This is an interesting insight in to the development of The Metro newspaper and one man’s vision as to how he would create it. The newspaper which has now existed for 10 years, celebrates its anniversary today. Furthermore, the advent of the yuppy culture which has followed as part of its readership, is even more intriguing, described as “the new yuppies.”
Yuppies – which means “young, upwardly mobile/urban professional” – in the 1980s in the finance district and the emerging London Docklands developments like Canary Wharf on the Isle of Dogs, were portrayed and slightly satirised in films like Wall Street in 1987, which coincided with the disastrous “Black Monday” global economic stock market crash.
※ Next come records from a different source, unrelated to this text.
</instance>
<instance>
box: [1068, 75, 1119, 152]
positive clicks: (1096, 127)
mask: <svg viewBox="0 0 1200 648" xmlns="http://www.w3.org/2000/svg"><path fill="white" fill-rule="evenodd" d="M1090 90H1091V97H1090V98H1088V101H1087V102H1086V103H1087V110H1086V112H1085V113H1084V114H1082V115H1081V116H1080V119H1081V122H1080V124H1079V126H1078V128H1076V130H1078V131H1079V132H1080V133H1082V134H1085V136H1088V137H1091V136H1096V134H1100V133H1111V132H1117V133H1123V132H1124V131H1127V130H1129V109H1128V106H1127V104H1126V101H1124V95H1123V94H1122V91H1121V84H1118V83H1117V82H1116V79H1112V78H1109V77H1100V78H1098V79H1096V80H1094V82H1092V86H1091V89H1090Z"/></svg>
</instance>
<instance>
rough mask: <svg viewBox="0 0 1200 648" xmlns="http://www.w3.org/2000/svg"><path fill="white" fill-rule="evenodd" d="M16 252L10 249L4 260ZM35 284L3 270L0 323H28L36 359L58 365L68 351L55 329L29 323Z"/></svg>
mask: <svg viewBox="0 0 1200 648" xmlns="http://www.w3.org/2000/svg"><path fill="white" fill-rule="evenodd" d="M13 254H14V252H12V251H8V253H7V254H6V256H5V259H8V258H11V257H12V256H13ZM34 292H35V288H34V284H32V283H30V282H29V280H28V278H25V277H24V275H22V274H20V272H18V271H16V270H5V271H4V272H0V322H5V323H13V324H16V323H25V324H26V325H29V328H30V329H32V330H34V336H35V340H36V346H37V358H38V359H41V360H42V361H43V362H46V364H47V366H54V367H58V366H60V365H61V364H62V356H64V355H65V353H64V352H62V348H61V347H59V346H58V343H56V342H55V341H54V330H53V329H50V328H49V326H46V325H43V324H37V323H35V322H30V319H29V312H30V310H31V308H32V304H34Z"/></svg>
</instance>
The film’s protagonist, Gordon Gekko – played by Michael Douglas – emphased the riches and snobbish tendencies of bankers and City-type workers and the general excesses of the yuppy culture.
Similarly in TV sitcom, Only Fools & Horses, Del Trotter believes himself to be a yuppy despite his obvious poverty and lack of a privileged background – which parallels those who either wrongly thought themselves to be yuppies and those who tried to become them – despite being in Del Trotter’s case, old and downward, with little professionalism apart from driving a three wheeled van or slagging off Rodney.
However, the new yuppies have moved on from the Filofax, braces and brick-like mobile phones and are now according to the article, “young and cool” and “cash-rich and time-poor”. So what has changed, and why? And will there ever be room to breathe on a Charing Cross train without a snotty-nosed yuppy typing feverishly on his new Mac, whilst hollering incessantly for all the world to hear down his mobile phone, about how Charles and he played squash and then dined at a spiffing Thai bistro in Kensington? Probably not.
But have a read of the interesting development of The Metro, its culture and its future. Is it just a paper which we scan for a few seconds, like the London Lite or Londonpaper and is better off for using as fish n chip paper? Or do we as readers, really regard its journalism? And would these free newspapers ever be worth paying for?